礫川全次のコラムと名言

礫川全次〈コイシカワ・ゼンジ〉のコラムと名言。コラムは、その時々に思いついたことなど。名言は、その日に見つけた名言など。

ジョン少年と柱の釘

2016-02-10 07:22:15 | コラムと名言

◎ジョン少年と柱の釘
 
 本日も、木戸麟編『小学修身書 四』(金港堂、一九八一)の紹介。
 この修身教科書は、どういうわけか、素材の多くが、「洋モノ」である。ジョージ・ワシントン少年の逸話の前にも、ジョンという少年の逸話が置かれている。
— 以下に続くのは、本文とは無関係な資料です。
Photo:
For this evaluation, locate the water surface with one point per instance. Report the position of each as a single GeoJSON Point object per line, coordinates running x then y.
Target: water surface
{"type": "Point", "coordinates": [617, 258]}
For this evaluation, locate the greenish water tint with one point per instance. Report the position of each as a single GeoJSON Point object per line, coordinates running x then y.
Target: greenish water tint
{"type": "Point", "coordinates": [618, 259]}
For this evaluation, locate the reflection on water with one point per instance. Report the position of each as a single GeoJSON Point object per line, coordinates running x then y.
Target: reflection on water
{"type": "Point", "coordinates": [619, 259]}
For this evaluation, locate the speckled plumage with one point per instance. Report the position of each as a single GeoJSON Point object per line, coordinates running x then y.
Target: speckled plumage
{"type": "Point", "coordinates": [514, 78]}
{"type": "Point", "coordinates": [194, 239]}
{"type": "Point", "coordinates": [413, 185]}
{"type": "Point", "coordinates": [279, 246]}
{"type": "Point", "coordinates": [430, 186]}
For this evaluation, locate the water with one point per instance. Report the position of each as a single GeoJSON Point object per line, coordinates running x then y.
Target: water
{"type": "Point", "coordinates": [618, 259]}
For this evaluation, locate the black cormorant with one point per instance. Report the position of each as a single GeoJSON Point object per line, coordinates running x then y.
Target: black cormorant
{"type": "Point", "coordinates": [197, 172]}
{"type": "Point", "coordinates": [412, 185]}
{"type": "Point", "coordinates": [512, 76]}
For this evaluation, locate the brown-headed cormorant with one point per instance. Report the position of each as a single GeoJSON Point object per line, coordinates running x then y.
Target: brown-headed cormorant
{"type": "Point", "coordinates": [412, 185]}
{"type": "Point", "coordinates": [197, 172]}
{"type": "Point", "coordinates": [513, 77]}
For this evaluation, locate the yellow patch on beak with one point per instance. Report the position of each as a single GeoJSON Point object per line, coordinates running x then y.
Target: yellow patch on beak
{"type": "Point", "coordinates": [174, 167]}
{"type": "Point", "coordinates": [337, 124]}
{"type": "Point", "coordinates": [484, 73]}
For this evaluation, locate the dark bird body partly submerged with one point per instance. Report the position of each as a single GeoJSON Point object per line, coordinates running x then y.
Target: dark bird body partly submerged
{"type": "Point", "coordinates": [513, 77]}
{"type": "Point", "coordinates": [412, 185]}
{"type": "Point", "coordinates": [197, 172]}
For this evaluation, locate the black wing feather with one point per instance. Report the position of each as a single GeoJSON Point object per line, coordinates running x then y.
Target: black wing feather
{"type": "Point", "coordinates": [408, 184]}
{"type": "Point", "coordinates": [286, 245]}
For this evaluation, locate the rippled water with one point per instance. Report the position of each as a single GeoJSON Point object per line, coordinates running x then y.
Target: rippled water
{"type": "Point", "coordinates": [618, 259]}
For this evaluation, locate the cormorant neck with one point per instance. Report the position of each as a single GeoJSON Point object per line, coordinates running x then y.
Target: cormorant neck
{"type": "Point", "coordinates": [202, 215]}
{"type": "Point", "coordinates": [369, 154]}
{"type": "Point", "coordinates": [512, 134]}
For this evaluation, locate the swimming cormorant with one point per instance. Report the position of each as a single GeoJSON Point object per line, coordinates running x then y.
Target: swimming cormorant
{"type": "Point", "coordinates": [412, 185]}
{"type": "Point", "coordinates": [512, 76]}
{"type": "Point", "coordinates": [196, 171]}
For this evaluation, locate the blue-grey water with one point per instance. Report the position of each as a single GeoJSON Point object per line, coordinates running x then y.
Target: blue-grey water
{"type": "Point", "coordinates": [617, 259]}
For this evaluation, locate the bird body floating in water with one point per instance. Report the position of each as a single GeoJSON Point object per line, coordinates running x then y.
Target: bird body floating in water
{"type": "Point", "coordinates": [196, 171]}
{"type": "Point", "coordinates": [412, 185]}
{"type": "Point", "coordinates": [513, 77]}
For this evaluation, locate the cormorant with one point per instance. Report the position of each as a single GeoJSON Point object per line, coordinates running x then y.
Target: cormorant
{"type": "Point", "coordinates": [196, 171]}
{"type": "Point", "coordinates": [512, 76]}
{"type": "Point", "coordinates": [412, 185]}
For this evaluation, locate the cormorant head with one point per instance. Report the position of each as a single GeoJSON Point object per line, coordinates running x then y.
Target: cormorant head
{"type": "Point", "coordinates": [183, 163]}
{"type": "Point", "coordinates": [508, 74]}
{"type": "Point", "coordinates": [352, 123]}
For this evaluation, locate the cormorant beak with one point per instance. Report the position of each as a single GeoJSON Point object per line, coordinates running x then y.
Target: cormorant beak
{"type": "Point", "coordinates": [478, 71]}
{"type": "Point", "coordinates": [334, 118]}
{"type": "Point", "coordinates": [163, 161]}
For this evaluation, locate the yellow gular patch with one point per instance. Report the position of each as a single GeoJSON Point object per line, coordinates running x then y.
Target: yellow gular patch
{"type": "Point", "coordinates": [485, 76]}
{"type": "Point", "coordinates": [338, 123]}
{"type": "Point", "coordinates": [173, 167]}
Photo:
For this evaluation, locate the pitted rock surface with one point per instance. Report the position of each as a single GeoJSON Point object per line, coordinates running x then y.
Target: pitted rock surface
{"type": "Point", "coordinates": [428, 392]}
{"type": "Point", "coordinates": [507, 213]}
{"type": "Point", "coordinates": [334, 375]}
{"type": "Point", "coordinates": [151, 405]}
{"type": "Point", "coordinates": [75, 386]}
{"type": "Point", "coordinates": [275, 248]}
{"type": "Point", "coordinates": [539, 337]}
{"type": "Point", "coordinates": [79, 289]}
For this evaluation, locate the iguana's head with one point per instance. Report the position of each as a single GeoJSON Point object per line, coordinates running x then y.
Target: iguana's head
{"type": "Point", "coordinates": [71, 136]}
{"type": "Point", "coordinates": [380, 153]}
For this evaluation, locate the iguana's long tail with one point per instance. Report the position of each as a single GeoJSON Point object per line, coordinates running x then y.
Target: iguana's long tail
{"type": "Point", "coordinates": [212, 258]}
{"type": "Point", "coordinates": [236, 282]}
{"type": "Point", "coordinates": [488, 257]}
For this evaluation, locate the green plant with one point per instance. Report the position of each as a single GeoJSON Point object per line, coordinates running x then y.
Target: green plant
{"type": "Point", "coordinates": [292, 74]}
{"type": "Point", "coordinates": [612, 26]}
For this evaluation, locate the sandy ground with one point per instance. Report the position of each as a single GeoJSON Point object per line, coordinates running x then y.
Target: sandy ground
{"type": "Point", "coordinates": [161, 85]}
同じような話題で恐縮だが、今日は、このジョン少年の話を紹介してみよう。

○ある農家尓「ジヨン」といへる童
子あり、阿る時、其の父「ジヨン」を呼
びて、汝常尓、吾教へを、まもらざ
る尓よ里、阿しき婦るまひ、甚だ於
ほし、今より、悪き事、有るごと尓、此
の柱尓、釘一本ゝを、打ちこみ、善   【一ウラ】

きこと、有るごと尓、之をぬきとる
べしと、さだめた里し、阿るハ・一
日尓、数十本も、打ちこむこと、有里
て、之を、ぬきとるは、甚だ・まれ奈り
き、かくて、「ジヨン」盤、其の柱乃、まつ
たく、・釘尓て、おほ者れたるを見て、
大尓奈げき、善童子と奈りて、其の     【二オモテ】

恥をきよめ
んと、憤激し
善き事を、つ
とめ於こ奈
ひた連バ、日
ならして、
柱上尓、たゞ、      【二ウラ】

一本の釘を、あま春尓いた連り、其
の時、父ハ、「ジヨン」を呼びて我れ・い
ままさ尓、此のくぎをもぬき春て
んと春、さらバ、柱上尓ハ、一本の釘
だ尓も奈しと、いひ希る尓「ジヨン」
盤、涙をおとして、更尓、よろこぶい
ろ、奈可り希れば、父盤之を、いぶか       【三オモテ】

り希る尓「ジヨン」は柱を、阿ふぎみ
て、釘盤、ぬきつくしたるも、其の瘢
痕のきえざる事の、奈かはしき
なりと、いひ希るとぞ、人いやしくも、
「ジヨン」の如く、心をもちひ奈バ、善人
たらん事、うたひなし             【三ウラ】

 この文章で使われている「変体仮名」は、一昨日と昨日に挙げたもの以外のものはない。
 次に「変体仮名」を、一般的な仮名に直して、書き直したものを示す。

○ある農家に「ジヨン」といへる童子あり、ある時、其の父「ジヨン」を呼びて、汝常に、吾が教へを、まもらざるにより、あしきふるまひ、甚だおほし、今より、悪き〈アシキ〉事、有るごとに、此の柱に、釘一本づつを、打ちこみ、善きこと、有るごとに、之をぬきとるべしと、さだめたりしが、あるは・一日に、数十本も、打ちこむこと、有りて、之を、ぬきとるは、甚だ・まれなりき、かくて、「ジヨン」は、其の柱の、まつたく、・釘にて、おほはれたるを見て、大になげき、善童子となりて、其の恥をきよめんと、憤激し善き事を、つとめおこなひたれば、日ならずして、柱上に、たゞ、一本の釘を、あますにいたれり、其の時、父ハ、「ジヨン」を呼びて我れ・いままさに、此のくぎをもぬきすてんとす、さらば、柱上には、一本の釘だにもなしと、いひけるに「ジヨン」は、涙をおとして、更に、よろこぶいろ、なかりければ、父は之を、いぶかりけるに「ジヨン」は柱を、あふぎ〔仰ぎ〕みて、釘は、ぬきつくしたるも、其の瘢痕のきえざる事の、なげかはしきなりと、いひけるとぞ、人いやしくも、「ジヨン」の如く、心をもちひなば、善人たらん事、うたがひなし

※この話については、2021年4月5日のコラム〝『修身教訓』(1877)に載っていた「柱の釘」の話〟を、併せて参照いただければ幸いである。2023・9・15追記。